8. A multi-level standardization system for medical terminology based on a hybrid-scale model, characterized in that, include: The data acquisition module is used to acquire raw medical text data, which includes content related to five categories of professional terms: diagnosis, surgery, testing, examination, and pharmaceuticals. The data cleaning and preprocessing module is used to perform data cleaning operations on the raw medical text data to remove specified invalid characters, and to perform classification preprocessing according to five categories of terms; The text classification module is used to define the term category to which the term to be standardized belongs by using a text classification model trained on a pre-defined standard dataset. The complete matching and determination module is used to perform a complete match based on the standard term dictionary corresponding to the term category, determine the unique standard term node or determine whether it belongs to the case where standardization is not required. The parallel processing module includes a three-level matching submodule and a text mapping submodule. The three-level matching submodule is used to call the three-level parallel matching model to generate a candidate word list and a similarity score list. The text mapping submodule is used to output standard terms and confidence scores through the text mapping of the deep model. The comprehensive judgment module is used to comprehensively judge the output results of the parallel processing module and determine the unique standard terminology node.
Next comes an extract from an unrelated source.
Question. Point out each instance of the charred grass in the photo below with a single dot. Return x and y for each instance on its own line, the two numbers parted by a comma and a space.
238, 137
The terminology mapping module is used to establish a terminology mapping relationship table, map the terms to be standardized to standard term nodes, and generate a standardized terminology set.

9. An electronic device comprising a memory, a processor, and a computer program stored in the memory and executable on the processor, characterized in that, When the processor executes the computer program, it implements the multi-level standardization method for medical terminology in collaboration with the Hybrid-Scale model as described in any one of claims 1 to 7.

10. A non-transitory computer-readable storage medium having a computer program stored thereon, characterized in that, When the computer program is executed by the processor, it implements the multi-level standardization method for medical terminology in collaboration with the Hybrid-Scale model as described in any one of claims 1 to 7.